Posted in: Comics | Tagged: Alan Moore, bbc, stewart lee
Alan Moore Popped Up on BBC2's Stewart Lee's Content Provider Last Night
Alan Moore and Stewart Lee have been friends and colleagues for some time now. It first broke for cover in 2005 on BBC Radio 4's Chain Reaction show in which stand-up comedian Lee interviewed Moore, for Moore to then interview Brian Eno the following week. Lee has written for Moore's Dodgem Logic magazine, Moore interviewed Stewart Lee for the Guardian about his book Content Provider, based on his Guardian newspaper columns…
They seem to help each other out when the other asks.
And basically on BBC 2 last night the conversation continued. Alan Moore provided cutaway moments for the two-hour stand-up set of the same name, Content Provider by Stewart Lee, playing the role that Chris Morris played in the Stewart Lee Comedy Vehicle stand-up series, also now available in full on the BBC iPlayer, even as Lee slams the BBC for cancelling his series.
And so Moore challenges Stewart about his work and his set in condemning tones, which Lee accepts and agrees with. It helps that Moore is a very funny man with a very dry sense of humour that Lee can't help but play up to. I've said this before and I'll say it again: when interviewed, Alan Moore speaks often in very dry self-derogatory mocking tones that manage to sound incredibly egotistical when written down and reported in print. The internet isn't great with tone, but Alan Moore makes jokes — and gets jokes — better than most. And, just as with Chris Morris, Stewart Lee likes a challenge from someone he respects.
The set is filmed at Southend at the end of his tour — with an audience who Lee states from the outset are not his people and concludes that his fans who are there, who he dubs sycophants, have brought their friends along in a misguided attempt to support his show, who clearly don't get what he's doing. It's been a common aspect of his set to attack and divide his audience, to try to play them against each other, the condemn them all for not getting his jokes, refuse any applause from those who do, but eventually bring them all round in a glorious crescendo. And this he utterly achieves, atop piles on DVD boxsets of other comedians, in Content Provider.

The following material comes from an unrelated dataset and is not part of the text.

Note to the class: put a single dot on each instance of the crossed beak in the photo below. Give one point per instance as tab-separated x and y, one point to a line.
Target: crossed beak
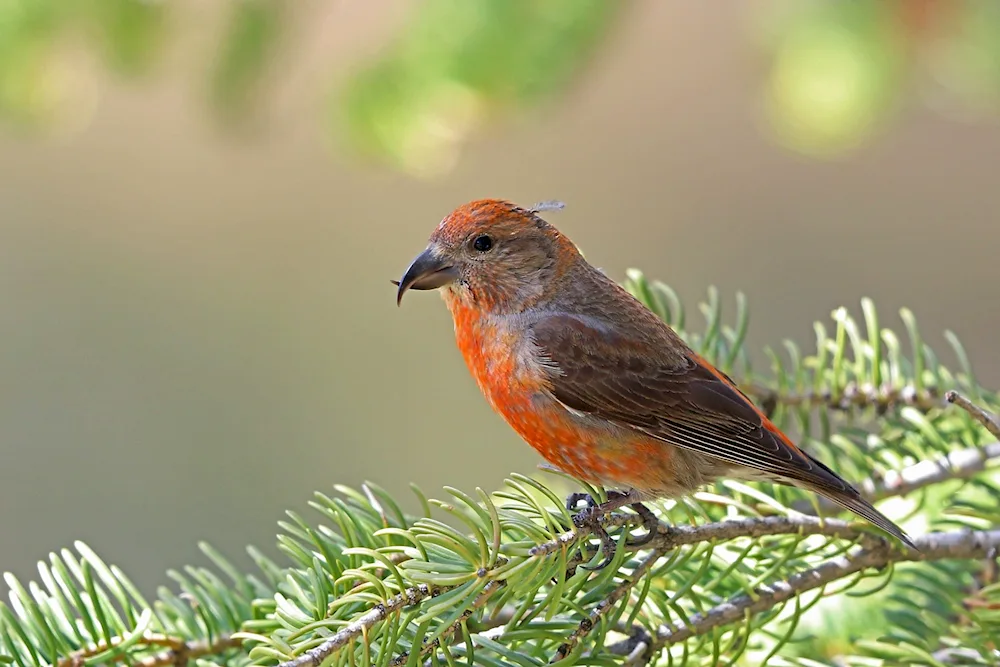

The cutaways are filmed in a more familiar place for Bleeding Cool readers, the St. James' Working Men's Club in Northampton or Jimmy's End of Nighthampton from Alan Moore's The Show films with Mitch Jenkins.
And it begins…
Alan Moore: Well, Stewart, I'd think I'd like to start off by asking: how do you see yourself at this late juncture of your career? I mean, what is it that you exactly think you're doing?
Stewart Lee: I don't know, and it's not something that I feel is good enough to be broadcast. I want to stop this now, but there's always an just enough of an inducement to carry on, and there doesn't seems to be anyway to bring it to a close. The series was cancelled, and I was told by BBC2 Comedy that they didn't want any more. Then another bloke sort of intervened…
The show can be seen in the UK for a month on the BBC iPlayer, and they have made his previous Comedy Vehicle shows available too.